Organization responsible for administering .tr domain

The TR Network Information System (TR Ağ Bilgi Sistemi, abbreviation: TRABİS) is the organization which is responsible for administering the .tr country code top-level domain name. It was founded on 14 September 2022. It is a subsidiary of the Information and Communication Technologies Authority.

== History ==
Although TRABİS started to be gradually introduced in 2010s, its operation did not start until 2022. Between 1991 and 2022, the organization responsible for the management of the .tr domain was Nic.TR, a part of Middle East Technical University. However, with the publication in the Official Gazette dated 10 November 2008, the Information and Communication Technologies Authority (BTK) have had a say in the management of the TLD. It has been understood that the management of the domain name would gradually be transferred from Nic.TR to BTK following this decision.

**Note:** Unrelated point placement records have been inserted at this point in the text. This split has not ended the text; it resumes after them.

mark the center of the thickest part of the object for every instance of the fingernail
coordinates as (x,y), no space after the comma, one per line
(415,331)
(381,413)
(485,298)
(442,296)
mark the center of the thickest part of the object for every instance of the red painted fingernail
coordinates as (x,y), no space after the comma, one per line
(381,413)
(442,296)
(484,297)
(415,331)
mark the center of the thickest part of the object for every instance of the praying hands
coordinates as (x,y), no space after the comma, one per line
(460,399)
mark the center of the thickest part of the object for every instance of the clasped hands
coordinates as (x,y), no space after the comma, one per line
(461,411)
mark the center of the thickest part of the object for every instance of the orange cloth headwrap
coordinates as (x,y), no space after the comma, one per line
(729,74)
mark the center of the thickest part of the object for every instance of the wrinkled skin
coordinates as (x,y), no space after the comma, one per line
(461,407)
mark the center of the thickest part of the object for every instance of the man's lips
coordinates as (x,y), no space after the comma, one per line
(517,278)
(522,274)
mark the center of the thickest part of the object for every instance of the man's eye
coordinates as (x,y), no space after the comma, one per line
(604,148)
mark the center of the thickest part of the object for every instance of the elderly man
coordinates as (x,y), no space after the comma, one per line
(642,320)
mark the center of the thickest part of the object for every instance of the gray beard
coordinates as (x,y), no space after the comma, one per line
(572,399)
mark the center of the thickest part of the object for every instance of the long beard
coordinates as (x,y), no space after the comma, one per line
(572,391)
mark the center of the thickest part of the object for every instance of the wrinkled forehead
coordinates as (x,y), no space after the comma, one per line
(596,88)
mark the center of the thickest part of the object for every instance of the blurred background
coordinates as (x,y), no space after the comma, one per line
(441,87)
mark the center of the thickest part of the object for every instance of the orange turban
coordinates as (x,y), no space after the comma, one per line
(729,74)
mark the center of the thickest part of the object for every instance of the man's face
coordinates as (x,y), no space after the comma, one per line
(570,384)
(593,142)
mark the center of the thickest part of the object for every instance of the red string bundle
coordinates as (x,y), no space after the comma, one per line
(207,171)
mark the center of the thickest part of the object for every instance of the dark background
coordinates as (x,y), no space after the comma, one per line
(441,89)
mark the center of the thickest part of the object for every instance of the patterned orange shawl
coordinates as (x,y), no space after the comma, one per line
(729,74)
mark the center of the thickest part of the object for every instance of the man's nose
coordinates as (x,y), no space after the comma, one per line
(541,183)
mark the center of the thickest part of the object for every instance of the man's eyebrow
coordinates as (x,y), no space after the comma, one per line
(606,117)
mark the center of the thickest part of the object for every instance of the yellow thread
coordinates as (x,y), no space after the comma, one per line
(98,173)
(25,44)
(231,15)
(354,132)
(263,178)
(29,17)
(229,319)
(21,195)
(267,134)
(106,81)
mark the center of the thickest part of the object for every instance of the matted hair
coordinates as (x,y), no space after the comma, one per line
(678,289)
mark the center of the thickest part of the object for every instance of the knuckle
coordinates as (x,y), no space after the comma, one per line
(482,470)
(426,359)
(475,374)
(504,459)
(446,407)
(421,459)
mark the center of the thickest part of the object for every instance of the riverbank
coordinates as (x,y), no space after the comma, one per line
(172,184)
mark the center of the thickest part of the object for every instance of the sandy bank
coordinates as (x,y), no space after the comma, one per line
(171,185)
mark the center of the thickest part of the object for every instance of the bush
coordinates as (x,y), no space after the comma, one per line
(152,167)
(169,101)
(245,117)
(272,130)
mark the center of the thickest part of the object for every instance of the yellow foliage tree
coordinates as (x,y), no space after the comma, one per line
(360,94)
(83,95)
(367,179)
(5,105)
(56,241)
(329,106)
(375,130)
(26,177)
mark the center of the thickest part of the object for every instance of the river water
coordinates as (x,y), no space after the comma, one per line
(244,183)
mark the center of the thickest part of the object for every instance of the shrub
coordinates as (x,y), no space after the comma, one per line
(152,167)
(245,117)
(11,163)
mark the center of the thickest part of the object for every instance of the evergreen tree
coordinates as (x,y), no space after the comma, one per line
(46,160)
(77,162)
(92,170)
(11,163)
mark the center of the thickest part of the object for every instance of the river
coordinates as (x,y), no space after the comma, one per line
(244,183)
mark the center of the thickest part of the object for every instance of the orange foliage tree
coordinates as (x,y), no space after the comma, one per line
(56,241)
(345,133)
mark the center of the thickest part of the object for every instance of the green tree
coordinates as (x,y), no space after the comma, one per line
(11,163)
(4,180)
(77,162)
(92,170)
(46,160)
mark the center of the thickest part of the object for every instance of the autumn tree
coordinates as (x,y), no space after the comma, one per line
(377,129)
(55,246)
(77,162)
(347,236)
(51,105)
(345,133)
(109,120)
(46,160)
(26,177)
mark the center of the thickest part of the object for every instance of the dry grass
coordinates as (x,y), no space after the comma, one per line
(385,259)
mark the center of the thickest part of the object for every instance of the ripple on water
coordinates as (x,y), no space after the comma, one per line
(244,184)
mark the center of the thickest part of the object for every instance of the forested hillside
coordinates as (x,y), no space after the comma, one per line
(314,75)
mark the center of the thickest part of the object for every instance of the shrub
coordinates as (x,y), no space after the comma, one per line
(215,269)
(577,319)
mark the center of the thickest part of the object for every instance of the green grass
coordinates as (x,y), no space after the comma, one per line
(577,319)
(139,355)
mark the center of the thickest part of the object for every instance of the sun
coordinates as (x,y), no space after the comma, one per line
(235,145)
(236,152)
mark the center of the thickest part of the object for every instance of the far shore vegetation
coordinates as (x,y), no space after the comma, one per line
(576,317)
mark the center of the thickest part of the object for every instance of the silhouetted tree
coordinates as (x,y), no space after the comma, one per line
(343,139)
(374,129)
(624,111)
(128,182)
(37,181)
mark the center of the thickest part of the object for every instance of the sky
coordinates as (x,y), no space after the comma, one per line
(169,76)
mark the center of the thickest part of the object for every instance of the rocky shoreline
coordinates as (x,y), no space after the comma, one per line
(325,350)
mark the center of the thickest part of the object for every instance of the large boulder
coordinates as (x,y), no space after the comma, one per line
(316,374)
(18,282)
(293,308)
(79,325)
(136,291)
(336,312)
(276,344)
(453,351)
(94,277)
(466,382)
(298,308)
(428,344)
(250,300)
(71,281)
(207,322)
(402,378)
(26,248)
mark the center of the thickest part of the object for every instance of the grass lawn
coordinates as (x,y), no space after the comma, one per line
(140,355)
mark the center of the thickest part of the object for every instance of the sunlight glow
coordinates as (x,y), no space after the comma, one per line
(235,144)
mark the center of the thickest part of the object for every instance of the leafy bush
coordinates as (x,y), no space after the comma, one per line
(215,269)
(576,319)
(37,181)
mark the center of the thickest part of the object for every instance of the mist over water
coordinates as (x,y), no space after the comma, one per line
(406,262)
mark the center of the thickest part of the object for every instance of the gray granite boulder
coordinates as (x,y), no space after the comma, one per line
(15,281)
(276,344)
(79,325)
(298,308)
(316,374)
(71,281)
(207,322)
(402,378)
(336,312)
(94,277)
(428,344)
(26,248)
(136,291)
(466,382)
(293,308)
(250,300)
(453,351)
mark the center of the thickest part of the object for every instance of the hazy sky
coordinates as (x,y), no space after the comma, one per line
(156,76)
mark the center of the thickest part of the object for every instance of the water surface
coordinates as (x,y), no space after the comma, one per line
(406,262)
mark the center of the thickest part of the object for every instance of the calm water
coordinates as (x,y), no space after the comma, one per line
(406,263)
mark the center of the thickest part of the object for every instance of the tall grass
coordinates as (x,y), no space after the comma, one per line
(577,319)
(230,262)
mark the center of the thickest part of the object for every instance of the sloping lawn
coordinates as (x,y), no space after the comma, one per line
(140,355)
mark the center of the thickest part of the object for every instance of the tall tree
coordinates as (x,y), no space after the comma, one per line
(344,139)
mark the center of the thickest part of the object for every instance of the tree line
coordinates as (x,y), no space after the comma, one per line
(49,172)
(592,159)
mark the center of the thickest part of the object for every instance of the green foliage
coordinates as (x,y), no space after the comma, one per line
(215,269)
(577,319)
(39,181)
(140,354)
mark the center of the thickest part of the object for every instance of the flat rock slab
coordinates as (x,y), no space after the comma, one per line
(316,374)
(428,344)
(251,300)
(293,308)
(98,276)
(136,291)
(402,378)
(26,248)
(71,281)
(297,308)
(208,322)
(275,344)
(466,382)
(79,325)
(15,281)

As of 23 March 2020, Nic.TR stopped managing .tr domains except "gov.tr, edu.tr, av.tr, bel.tr, dr.tr, tsk.tr, k12.tr, pol.tr and kep.tr" which are mostly government-related ones. With the establishment of TRABİS on 14 September 2022, all the .tr second level domains started to be administered by them.

Between September 2023 and August 2024, the plain .tr domain were launched on the market step by step.